Aren't these beautiful? Joel Scilley uses burlwood to create his Audiowood turntables.

This past fall, I bought some records at a used booksale for 25 cents each. They were still in their plastic wrappings - Bernstein, Serkin, and the New York Phil playing the Emperor Concerto; Szell and the Cleveland Orchestra playing Mozart's Jupiter Symphony... I don't have a record player, but it seemed too sad just to leave them. (The Times They Are A-Changin'.)

(via trendhunter)

Thursday, January 7, 2010

Can't Leave Rap Alone / The Game Needs Me

The Encyclopedia of White Rappers: An alphabetical listing of all the white rappers who have recorded albums with major record labels.

I don't know quite what to say about this. Okay.

(via trendhunter)

Ramblin' Man

Tom Waits: a little bit drunk?

Hobo songs are nothing new for Mr. Waits. He also sings one part of the duet in Gavin Bryars' "Jesus' Blood Never Failed Me Yet." If you ever have time to listen to the whole 70-minute piece: do. In the meantime, a clip:

Let's Get Literal, Literal

The original music video for Aha's "Take On Me" was nominated for eight awards at the 1986 VMAs.

I like this version better. (It's the narrative theorist inside me.)


Wednesday, January 6, 2010

In Heaven There Is No Beer

You guys, this is my Great Uncle George's Ballroom! He also used to raise prize roosters - home town hero etc. etc. - only then someone discovered that the roosters' curly tails (curly tails win prizes) were actually MANUFACTURED with a CURLING IRON. Minor scandal, but he had "The Show Must Go On" etched into his gravestone, so that's that.

This explains a lot about me, doesn't it?

In other news: here's a great short history about my Great Uncle George's Ballroom and German immigrant music:

(ps.
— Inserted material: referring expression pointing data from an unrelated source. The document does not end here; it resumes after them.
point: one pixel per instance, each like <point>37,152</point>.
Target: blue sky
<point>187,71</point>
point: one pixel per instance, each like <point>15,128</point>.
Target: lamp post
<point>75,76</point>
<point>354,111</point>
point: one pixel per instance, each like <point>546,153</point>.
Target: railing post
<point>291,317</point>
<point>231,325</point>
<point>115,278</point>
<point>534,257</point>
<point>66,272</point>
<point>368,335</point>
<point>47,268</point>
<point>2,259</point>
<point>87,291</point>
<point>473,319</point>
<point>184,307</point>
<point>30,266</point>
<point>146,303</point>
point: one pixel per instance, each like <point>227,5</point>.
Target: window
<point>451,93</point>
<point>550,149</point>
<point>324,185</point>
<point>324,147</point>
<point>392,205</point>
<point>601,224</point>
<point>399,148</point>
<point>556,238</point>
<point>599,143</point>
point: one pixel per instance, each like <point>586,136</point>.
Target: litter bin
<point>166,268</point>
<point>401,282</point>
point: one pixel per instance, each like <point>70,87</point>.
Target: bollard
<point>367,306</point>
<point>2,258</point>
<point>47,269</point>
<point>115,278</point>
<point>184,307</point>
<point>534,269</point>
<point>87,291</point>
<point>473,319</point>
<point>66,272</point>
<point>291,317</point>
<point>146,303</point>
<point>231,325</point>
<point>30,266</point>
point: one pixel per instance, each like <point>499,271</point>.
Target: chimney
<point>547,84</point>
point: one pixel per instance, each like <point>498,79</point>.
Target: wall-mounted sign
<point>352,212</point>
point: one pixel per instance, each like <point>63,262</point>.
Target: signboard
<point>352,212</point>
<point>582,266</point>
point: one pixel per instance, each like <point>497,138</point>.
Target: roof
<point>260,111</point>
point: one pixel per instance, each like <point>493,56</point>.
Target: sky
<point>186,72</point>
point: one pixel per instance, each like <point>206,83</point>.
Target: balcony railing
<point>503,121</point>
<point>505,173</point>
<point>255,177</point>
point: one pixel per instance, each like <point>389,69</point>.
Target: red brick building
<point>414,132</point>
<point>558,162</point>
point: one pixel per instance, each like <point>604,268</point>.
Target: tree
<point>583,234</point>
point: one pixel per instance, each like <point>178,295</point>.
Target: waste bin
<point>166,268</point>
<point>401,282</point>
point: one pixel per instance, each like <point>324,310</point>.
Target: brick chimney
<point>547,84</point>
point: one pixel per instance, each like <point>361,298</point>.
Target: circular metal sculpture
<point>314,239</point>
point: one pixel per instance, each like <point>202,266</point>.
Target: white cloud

Yes, you read that right. The name of that band is: 6 Fat Dutch Men. These people are related to me.)

On the Radio / Oh Oh

Have you ever wondered what kind of music is playing in Amsterdam / Moscow / Birmingham / Istanbul / Rio de Janeiro RIGHT NOW? collects electronica-leaning tracks produced / selected / uploaded in cities around the world and streams them to you. Très bien! / Sehr gut! / Very good! I'm in a "Chicago" mood today.

(This / is / a / post / full / of / slash / marks.)

You Light Up My Life

Michael Vorfeld is a German percussionist. And this is his sound installation. The lights go on, the lights go off; they pop and flash and ding - and we get music-sound.

Sound installations. How fascinating! I think I'll spend the rest of my life studying them.

(via neatorama)

Tuesday, January 5, 2010

Tale As Old As Time

Ooh, vintage-type music advertisements from the early 1900s! I like them.

Aeolian Pianola Piano Player (1905)
If only this were true...

Conn Band Instruments (1926)
I'm more into timpanists, myself.

Columbia Grafonola (1920)
I really hope someone actually took their Grafonola to the beach.